Yuan Ying war am 6. September für 15 Tage in Verwaltungshaft genommen worden. Sie wurde in der Niederlassung des Büros für Öffentliche Sicherheit von Chengdu im Stadtbezirk Wenjiang festgehalten. Grund für ihre Festnahme war die Berichterstattung über eine Demonstration, die am 2. September im Zusammenhang mit dem G20-Gipfel vor der Zentralen Disziplinarkommission der Kommunistischen Partei Chinas in Peking stattfand. Nach Ablauf der 15-tägigen Verwaltungshaft wurde Yuan Ying unter demselben Vorwurf wie Qin Chao offiziell in Haft genommen. Yuan Ying wurde am 27. Oktober freigelassen.

Vier weitere Bürgerjournalistinnen der Webseite "64 Tianwang" – Lin Xiurong, Jiang Chengfen, Yang Xiuqiong und He Yazhen – wurden ebenfalls für kurze Zeit inhaftiert, weil sie über G20-Proteste berichtet hatten.

Hintergrundinformation

Hintergrund

Bürgerjournalist_innen spielen eine wichtige Rolle für die Dokumentation von Menschenrechtsverletzungen und die Berichterstattung über Demonstrationen von Petitionseinreichenden und Aktivist_innen basisdemokratischer Gruppierungen in China, da die herrschende Zensur häufig verhindert, dass über solche Themen in den staatlichen Medien berichtet wird.

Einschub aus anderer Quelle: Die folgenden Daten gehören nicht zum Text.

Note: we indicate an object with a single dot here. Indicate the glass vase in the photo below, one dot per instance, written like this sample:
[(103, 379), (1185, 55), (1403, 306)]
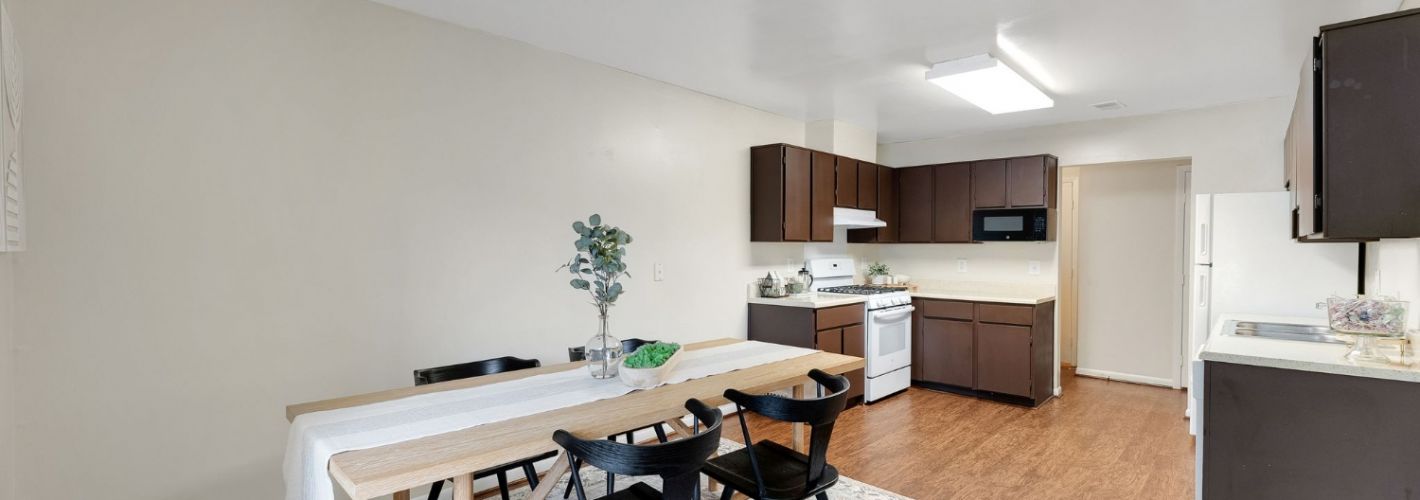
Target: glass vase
[(604, 352)]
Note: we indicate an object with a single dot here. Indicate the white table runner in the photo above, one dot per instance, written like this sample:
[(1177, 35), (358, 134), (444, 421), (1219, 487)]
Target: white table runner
[(317, 436)]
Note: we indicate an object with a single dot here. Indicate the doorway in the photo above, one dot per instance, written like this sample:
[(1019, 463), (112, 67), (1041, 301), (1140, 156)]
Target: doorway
[(1122, 272)]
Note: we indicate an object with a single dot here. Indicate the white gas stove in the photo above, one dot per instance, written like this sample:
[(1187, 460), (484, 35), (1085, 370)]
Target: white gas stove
[(886, 323)]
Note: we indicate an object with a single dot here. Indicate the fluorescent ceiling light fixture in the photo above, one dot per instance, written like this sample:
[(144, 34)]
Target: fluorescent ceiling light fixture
[(989, 84)]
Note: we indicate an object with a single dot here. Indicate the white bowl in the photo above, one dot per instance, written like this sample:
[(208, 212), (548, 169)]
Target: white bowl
[(646, 378)]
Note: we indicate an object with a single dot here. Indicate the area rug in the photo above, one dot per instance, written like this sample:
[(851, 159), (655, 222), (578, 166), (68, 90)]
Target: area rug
[(594, 482)]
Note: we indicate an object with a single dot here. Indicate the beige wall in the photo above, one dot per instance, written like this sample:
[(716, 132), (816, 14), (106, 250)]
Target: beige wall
[(242, 205), (1131, 267), (7, 375)]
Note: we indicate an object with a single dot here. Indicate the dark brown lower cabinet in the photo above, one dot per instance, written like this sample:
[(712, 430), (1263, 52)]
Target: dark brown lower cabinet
[(831, 330), (1001, 351), (1004, 355), (950, 343), (1298, 435)]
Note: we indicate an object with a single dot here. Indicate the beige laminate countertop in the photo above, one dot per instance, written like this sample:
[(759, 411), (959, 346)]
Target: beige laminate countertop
[(1003, 293), (1312, 357)]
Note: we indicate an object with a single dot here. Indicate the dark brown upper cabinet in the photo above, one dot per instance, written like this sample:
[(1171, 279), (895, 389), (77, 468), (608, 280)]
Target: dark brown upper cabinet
[(886, 196), (780, 193), (1027, 182), (822, 198), (1358, 101), (952, 203), (989, 183), (915, 196), (847, 182), (868, 186)]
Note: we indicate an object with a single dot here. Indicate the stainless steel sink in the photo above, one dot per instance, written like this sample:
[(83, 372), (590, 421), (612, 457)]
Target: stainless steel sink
[(1287, 331)]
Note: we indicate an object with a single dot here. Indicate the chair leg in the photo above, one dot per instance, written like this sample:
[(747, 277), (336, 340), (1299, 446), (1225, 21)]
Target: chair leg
[(568, 493), (503, 486), (531, 475)]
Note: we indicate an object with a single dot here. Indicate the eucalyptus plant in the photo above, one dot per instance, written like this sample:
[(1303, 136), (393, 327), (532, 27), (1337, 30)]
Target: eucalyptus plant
[(598, 266)]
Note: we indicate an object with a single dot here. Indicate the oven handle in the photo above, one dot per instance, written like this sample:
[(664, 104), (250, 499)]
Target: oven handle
[(893, 314)]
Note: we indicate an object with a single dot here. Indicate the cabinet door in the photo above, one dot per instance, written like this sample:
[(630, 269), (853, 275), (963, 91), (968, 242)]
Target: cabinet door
[(888, 203), (821, 209), (952, 203), (1025, 182), (918, 360), (947, 352), (915, 205), (868, 186), (854, 345), (847, 179), (829, 340), (1003, 358), (1371, 122), (795, 195), (989, 183)]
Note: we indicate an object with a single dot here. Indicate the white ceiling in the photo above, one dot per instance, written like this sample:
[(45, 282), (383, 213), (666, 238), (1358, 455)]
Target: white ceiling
[(862, 61)]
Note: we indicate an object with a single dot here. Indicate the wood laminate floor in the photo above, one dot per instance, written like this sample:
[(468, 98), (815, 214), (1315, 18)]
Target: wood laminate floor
[(1099, 441)]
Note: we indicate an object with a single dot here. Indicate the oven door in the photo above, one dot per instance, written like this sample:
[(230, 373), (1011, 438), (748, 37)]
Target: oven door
[(889, 340)]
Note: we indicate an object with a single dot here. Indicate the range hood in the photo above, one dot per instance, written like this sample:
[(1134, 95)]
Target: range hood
[(856, 219)]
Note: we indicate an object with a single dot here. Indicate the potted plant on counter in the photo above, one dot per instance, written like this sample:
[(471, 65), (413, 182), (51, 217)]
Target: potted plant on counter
[(597, 269), (878, 273), (649, 365)]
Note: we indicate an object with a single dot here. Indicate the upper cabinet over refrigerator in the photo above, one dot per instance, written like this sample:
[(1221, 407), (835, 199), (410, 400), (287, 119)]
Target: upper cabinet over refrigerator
[(1352, 149)]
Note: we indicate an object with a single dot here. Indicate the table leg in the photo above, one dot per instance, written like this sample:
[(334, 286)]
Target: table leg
[(548, 482), (797, 428), (463, 487)]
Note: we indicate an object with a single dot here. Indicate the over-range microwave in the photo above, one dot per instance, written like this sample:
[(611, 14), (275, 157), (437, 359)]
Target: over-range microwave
[(1011, 225)]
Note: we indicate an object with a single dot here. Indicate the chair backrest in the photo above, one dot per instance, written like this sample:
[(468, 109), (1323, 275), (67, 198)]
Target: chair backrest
[(469, 370), (818, 412), (676, 462)]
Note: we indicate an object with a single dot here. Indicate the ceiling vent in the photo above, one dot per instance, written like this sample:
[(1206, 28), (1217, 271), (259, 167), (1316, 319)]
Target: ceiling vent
[(1108, 105)]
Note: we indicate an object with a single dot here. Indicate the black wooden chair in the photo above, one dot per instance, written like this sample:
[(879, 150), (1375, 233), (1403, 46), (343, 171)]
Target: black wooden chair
[(479, 368), (678, 462), (628, 347), (768, 470)]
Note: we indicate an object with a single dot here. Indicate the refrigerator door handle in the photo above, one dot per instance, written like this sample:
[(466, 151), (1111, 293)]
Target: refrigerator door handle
[(1203, 290)]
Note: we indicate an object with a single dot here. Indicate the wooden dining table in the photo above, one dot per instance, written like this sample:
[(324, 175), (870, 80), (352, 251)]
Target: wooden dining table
[(395, 469)]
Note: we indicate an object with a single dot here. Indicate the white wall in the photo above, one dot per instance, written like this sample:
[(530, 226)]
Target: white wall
[(1131, 250), (1000, 262), (243, 205)]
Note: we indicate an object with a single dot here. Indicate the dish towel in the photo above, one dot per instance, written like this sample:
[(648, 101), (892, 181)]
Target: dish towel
[(317, 436)]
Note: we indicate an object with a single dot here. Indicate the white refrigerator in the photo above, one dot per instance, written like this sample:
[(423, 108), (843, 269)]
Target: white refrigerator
[(1246, 262)]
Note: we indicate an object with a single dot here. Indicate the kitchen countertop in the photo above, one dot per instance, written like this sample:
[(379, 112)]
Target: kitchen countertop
[(1312, 357), (973, 291)]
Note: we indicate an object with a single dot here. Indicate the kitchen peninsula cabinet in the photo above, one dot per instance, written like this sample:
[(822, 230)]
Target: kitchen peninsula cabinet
[(998, 351), (831, 328)]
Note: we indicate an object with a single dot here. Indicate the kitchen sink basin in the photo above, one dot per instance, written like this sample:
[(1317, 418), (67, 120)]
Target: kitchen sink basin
[(1288, 331)]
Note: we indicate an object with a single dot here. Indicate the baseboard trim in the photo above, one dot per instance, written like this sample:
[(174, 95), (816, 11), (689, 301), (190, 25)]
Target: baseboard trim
[(1119, 377)]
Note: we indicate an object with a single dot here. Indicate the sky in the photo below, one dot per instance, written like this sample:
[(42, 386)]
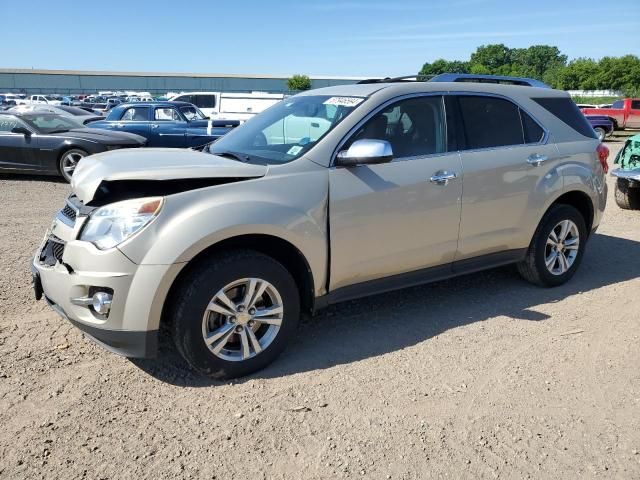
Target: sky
[(330, 37)]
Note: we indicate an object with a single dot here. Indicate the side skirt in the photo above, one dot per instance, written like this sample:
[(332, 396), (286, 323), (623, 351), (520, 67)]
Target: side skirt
[(419, 277)]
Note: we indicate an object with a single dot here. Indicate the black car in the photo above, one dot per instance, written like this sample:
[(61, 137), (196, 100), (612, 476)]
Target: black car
[(50, 144)]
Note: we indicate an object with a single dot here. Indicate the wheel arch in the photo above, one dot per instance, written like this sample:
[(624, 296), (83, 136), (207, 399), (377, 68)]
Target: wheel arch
[(275, 247)]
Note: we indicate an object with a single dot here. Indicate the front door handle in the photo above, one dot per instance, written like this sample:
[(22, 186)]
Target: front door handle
[(442, 177), (536, 159)]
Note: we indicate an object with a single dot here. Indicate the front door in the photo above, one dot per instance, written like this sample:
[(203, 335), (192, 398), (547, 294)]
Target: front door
[(400, 216), (168, 128)]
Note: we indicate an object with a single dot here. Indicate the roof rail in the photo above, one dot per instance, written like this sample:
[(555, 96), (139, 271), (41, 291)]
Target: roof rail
[(503, 79), (461, 77)]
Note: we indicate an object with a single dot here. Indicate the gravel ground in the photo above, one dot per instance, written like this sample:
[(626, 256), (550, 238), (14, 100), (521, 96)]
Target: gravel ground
[(481, 376)]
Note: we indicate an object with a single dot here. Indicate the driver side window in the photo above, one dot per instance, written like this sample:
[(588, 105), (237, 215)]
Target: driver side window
[(413, 127)]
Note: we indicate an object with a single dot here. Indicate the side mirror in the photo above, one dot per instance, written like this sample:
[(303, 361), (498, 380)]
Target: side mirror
[(365, 152), (22, 131)]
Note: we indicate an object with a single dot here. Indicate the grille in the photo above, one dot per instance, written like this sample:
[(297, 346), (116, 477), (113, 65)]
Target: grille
[(69, 212), (52, 251)]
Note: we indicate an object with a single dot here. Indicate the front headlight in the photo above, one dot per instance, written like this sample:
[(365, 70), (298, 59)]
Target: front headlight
[(112, 224)]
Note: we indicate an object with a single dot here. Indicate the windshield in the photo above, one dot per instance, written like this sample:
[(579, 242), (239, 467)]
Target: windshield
[(51, 123), (287, 130), (192, 113)]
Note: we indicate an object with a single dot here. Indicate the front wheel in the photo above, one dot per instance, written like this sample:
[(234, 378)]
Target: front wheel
[(69, 161), (235, 313), (556, 248)]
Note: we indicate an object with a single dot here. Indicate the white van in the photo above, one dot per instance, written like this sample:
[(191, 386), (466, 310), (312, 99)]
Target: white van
[(230, 106)]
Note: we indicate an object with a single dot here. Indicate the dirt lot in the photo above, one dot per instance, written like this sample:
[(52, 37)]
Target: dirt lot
[(482, 376)]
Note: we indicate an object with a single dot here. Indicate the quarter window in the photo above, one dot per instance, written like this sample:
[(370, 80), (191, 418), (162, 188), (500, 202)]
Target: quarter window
[(413, 127), (166, 114), (7, 123), (205, 101)]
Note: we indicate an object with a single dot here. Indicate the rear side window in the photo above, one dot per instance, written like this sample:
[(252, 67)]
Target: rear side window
[(205, 101), (490, 122), (533, 132), (569, 113), (136, 114)]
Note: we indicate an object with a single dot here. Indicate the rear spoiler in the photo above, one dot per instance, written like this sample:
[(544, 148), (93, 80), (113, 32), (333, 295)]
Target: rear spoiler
[(462, 77)]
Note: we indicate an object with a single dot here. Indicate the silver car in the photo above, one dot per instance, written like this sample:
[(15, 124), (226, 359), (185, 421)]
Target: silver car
[(329, 195)]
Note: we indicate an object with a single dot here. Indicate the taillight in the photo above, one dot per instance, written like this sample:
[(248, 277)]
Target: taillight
[(603, 154)]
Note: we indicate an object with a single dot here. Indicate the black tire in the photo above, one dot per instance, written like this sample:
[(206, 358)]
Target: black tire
[(601, 133), (627, 198), (196, 291), (533, 267), (64, 158)]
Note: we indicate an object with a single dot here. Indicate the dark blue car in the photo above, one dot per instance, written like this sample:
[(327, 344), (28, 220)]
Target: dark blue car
[(166, 124)]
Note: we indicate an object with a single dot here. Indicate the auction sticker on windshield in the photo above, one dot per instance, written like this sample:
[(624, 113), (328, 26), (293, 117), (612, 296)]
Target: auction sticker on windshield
[(344, 101)]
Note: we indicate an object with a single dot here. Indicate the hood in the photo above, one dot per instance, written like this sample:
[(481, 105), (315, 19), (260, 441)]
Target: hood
[(155, 164), (105, 137)]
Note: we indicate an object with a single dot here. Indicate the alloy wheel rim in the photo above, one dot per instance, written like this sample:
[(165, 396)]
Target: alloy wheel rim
[(242, 319), (70, 162), (562, 247)]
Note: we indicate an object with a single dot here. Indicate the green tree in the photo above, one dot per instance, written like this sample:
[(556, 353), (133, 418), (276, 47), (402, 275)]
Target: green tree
[(299, 82), (491, 56)]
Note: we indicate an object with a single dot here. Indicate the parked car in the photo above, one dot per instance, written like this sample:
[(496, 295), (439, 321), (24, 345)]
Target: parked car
[(50, 144), (627, 188), (165, 124), (602, 125), (230, 106), (228, 247), (623, 113), (40, 99), (81, 115), (6, 102)]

"64 Tianwang" wurde 1998 von Huang Qi, einem Aktivisten aus der Provinz Sichuan, und seiner Frau Zeng Li gegründet. Die Webseite ist eine der wenigen mit Sitz auf dem chinesischen Festland, die über Protestaktionen von Petitionseinreichenden in China berichten und diese dokumentieren. Die meisten derjenigen, die nun für die Seite über die Proteste und Festnahmen von Petitionseinreichenden schreiben, waren früher selbst welche.

Im Laufe der Jahre sind Huang Qi und andere Mitarbeiter_innen von "64 Tianwang" von den chinesischen Behörden immer wieder festgenommen oder drangsaliert worden. Huang Qi wurde im Juni 2000 inhaftiert und im Mai 2003 zu fünf Jahren Haft wegen "Anstiftung zum Umsturz der Staatsmacht" verurteilt. Nach seinen Enthüllungen über Pfusch am Bau nach dem schweren Erdbeben in der Provinz Sichuan 2008 wurde er ein weiteres Mal für drei Jahre inhaftiert.

Laut "64 Tianwang" sind Journalist_innen der Seite seit dem Amtsantritt von Präsident Xi Jinping 2012 bereits mehr als 100 Mal verhört oder kurzzeitig festgenommen worden. Mindestens 30 Journalist_innen seien in Gewahrsam genommen oder offiziell inhaftiert worden. Acht Journalist_innen von "64 Tianwang" befinden sich derzeit in Haft, darunter Wang Jing, Zhang Jixin, Li Min, Sun Enwei, Li Chunhua, Wei Wenyuan, Xiao Jianfang und Yang Dongying.

China hat die Sicherheits- und Umweltbestimmungen vor dem G20-Gipfel verschärft, sodass die Auswirkungen auch in Städten zu spüren waren, die sich bis zu 300 Kilometer von Hangzhou entfernt befinden. Alle Bewohner_innen von Hangzhou erhielten eine Woche Urlaub und Rabatte auf Touristenattraktionen außerhalb der Stadt. Dies sollte ein Anreiz für sie sein, die Stadt zu verlassen. Einige Wohngegenden wurden abgesperrt und waren während des Gipfels nur den Personen zugänglich, die über die erforderlichen Ausweise verfügten.